Forum Moderators: coopster
I'm not sure where to go from here to be able to get the link as well as the information.
Can anyone help me out?
Here is the code
<?php
include("connect.php");$data = file_get_contents('http://example.com/new/export/?AF28_36/export/all_cappers');
$pat = '#<div id="service_promo">\s*<table cellpadding="%%CELLPADDING%%" cellspacing="%%CELLSPACING%%" border="0">\s*<tr class="promo_header">\s*<th>\s*<b><a [^>]*>([^<]*)</a></b><br>\s*</th>\s*</tr>\s*<tr>\s*<td class="description" valign="top">\s*([^<]*)\s*</td>#';
preg_match_all($pat,$data,$ma);
$out = array_combine($ma[1],$ma[2]);
foreach($out as $key => $val)
{
$sql = "INSERT INTO handicappers(name, content) VALUES(
'$key',
'$val');";
$result = mysql_query($sql);
}
print_r($out);
?>
Thanks in advance
[edited by: eelixduppy at 12:23 am (utc) on Aug. 13, 2009]

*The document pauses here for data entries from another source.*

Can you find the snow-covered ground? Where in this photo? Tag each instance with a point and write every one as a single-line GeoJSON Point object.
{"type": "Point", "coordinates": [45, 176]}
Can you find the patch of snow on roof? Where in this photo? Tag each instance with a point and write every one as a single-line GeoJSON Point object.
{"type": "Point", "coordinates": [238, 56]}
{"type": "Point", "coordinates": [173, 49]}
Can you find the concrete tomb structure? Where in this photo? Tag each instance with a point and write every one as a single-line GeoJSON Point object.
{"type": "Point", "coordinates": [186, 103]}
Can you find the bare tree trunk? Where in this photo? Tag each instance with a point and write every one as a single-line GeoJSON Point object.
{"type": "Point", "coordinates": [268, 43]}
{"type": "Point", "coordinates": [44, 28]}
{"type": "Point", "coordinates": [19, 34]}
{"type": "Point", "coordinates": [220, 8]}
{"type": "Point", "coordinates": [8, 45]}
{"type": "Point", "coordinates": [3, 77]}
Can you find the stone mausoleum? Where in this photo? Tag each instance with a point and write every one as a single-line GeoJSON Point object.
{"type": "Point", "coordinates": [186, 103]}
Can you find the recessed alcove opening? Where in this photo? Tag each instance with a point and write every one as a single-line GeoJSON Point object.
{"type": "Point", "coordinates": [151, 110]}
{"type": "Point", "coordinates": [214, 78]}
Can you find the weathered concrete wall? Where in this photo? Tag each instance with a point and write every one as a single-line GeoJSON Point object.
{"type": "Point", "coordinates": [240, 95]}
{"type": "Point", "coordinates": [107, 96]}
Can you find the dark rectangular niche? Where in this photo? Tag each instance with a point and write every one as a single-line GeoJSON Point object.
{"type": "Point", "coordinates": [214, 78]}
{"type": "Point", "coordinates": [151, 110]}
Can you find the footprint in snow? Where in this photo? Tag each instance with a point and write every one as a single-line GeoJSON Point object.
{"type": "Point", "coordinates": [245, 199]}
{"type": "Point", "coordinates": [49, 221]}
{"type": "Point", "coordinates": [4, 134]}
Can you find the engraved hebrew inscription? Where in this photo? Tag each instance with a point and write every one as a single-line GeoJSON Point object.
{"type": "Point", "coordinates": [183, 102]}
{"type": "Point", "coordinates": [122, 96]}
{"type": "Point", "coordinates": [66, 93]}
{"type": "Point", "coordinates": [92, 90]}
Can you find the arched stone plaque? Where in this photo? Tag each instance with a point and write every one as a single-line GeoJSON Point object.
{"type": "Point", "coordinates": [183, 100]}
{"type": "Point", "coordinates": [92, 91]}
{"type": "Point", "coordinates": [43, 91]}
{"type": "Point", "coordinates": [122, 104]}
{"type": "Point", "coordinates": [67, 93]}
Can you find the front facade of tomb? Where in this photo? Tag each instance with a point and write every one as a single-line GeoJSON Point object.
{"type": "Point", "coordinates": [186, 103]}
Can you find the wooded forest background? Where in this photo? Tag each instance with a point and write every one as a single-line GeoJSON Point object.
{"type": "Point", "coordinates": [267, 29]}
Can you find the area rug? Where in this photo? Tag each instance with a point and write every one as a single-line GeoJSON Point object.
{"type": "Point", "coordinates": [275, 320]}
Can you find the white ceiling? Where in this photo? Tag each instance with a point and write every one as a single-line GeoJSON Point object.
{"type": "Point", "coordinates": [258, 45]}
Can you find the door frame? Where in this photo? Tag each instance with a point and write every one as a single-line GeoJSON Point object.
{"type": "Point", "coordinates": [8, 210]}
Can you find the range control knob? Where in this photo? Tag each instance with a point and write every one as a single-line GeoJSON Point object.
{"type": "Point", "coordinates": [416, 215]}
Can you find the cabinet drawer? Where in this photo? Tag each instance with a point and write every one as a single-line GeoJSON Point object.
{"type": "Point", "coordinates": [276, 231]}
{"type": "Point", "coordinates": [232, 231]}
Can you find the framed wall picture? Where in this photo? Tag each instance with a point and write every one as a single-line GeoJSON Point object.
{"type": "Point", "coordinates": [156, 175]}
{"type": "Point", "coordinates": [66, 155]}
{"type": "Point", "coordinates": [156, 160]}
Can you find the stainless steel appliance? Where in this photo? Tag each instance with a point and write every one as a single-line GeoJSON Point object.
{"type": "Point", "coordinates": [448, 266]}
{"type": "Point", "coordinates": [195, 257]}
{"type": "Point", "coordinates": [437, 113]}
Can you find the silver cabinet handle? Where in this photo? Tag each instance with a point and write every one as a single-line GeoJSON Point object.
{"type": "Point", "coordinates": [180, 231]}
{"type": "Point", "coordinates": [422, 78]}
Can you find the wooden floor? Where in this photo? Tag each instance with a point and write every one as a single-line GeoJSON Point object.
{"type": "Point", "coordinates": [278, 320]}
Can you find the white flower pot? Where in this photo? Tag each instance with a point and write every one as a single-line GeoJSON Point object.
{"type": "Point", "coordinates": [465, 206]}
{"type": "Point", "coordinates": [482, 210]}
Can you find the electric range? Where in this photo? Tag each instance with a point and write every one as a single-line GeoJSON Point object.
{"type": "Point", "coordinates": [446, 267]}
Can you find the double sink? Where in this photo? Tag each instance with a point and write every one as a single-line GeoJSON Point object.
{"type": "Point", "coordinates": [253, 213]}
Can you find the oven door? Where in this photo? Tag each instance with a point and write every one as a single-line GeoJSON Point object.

[edit reason] exemplified [/edit]
It grabs everything EXCEPT the links.
Less than that even. Looking at the tail end of your pattern here we can see the opening <td> tag's closure followed by zero or more space characters ...
>\s*([^<]*)\s*</td>#
... and then the capturing subpattern which is looking for the text in this node only, not elements. The opening tag boundary marker (the less than sign) within the class is telling your pattern to match zero or more of anything that is not an opening element tag boundary. Therefore, don't capture any html, not just anchor elements (links).
You need to modify that portion of your regular expression.